From Text to Multimodality: Exploring the Evolution and Impact of Large Language Models in Medical Practice
Qian Niu, Keyu Chen, Ming Li, Pohsun Feng, Ziqian Bi, Lawrence KQ Yan, Yichao Zhang, Caitlyn Heqi Yin, Cheng Fei, Junyu Liu, Tianyang Wang, Yunze Wang, Silin Chen, Ming Liu, Benji Peng, Xinyuan Song, Ziyuan Qin, Riyang Bao, Zekun Jiang
TL;DR
This review addresses the transition from text-based LLMs to Multimodal LLMs (MLLMs) in medicine amid an unprecedented data surge. It surveys architectural foundations, multimodal data types, and modality-alignment strategies, and maps applications spanning clinical decision support, medical imaging, patient engagement, and research.
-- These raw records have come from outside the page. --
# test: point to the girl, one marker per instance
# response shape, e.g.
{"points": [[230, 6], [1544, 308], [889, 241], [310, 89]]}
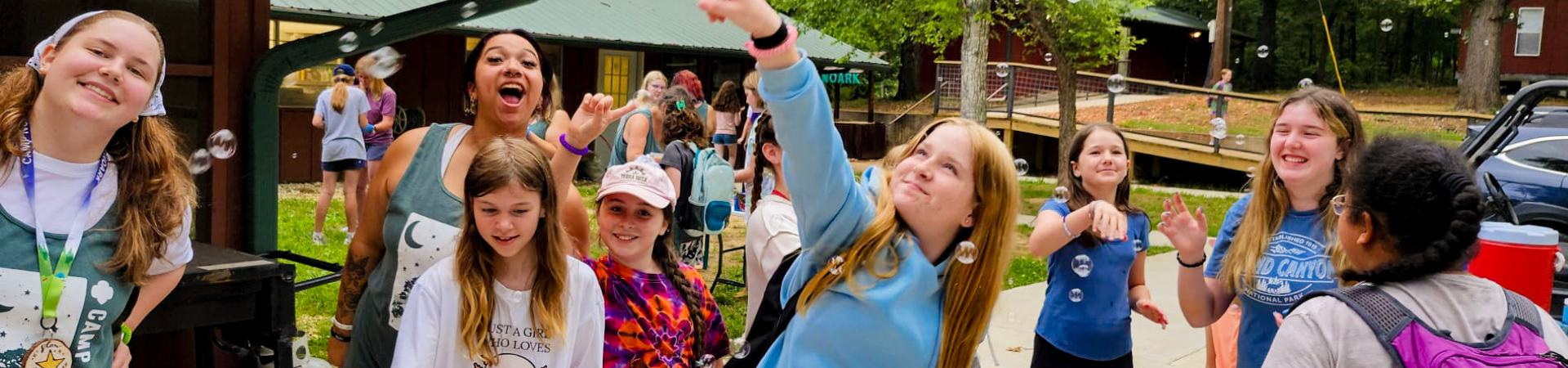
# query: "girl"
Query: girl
{"points": [[698, 102], [380, 119], [908, 279], [1094, 279], [1409, 238], [657, 310], [1275, 250], [728, 107], [683, 128], [511, 293], [773, 233], [342, 114], [96, 195], [414, 200]]}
The authors identify critical gaps in data availability, bias, privacy, interpretability, and evaluation, and argue for robust ethical and regulatory frameworks. They advocate for interdisciplinary collaboration and standardized evaluation to guide safe, effective deployment of MLLMs in clinical practice.
Abstract
Large Language Models (LLMs) have rapidly evolved from text-based systems to multimodal platforms, significantly impacting various sectors including healthcare. This comprehensive review explores the progression of LLMs to Multimodal Large Language Models (MLLMs) and their growing influence in medical practice. We examine the current landscape of MLLMs in healthcare, analyzing their applications across clinical decision support, medical imaging, patient engagement, and research. The review highlights the unique capabilities of MLLMs in integrating diverse data types, such as text, images, and audio, to provide more comprehensive insights into patient health. We also address the challenges facing MLLM implementation, including data limitations, technical hurdles, and ethical considerations. By identifying key research gaps, this paper aims to guide future investigations in areas such as dataset development, modality alignment methods, and the establishment of ethical guidelines. As MLLMs continue to shape the future of healthcare, understanding their potential and limitations is crucial for their responsible and effective integration into medical practice.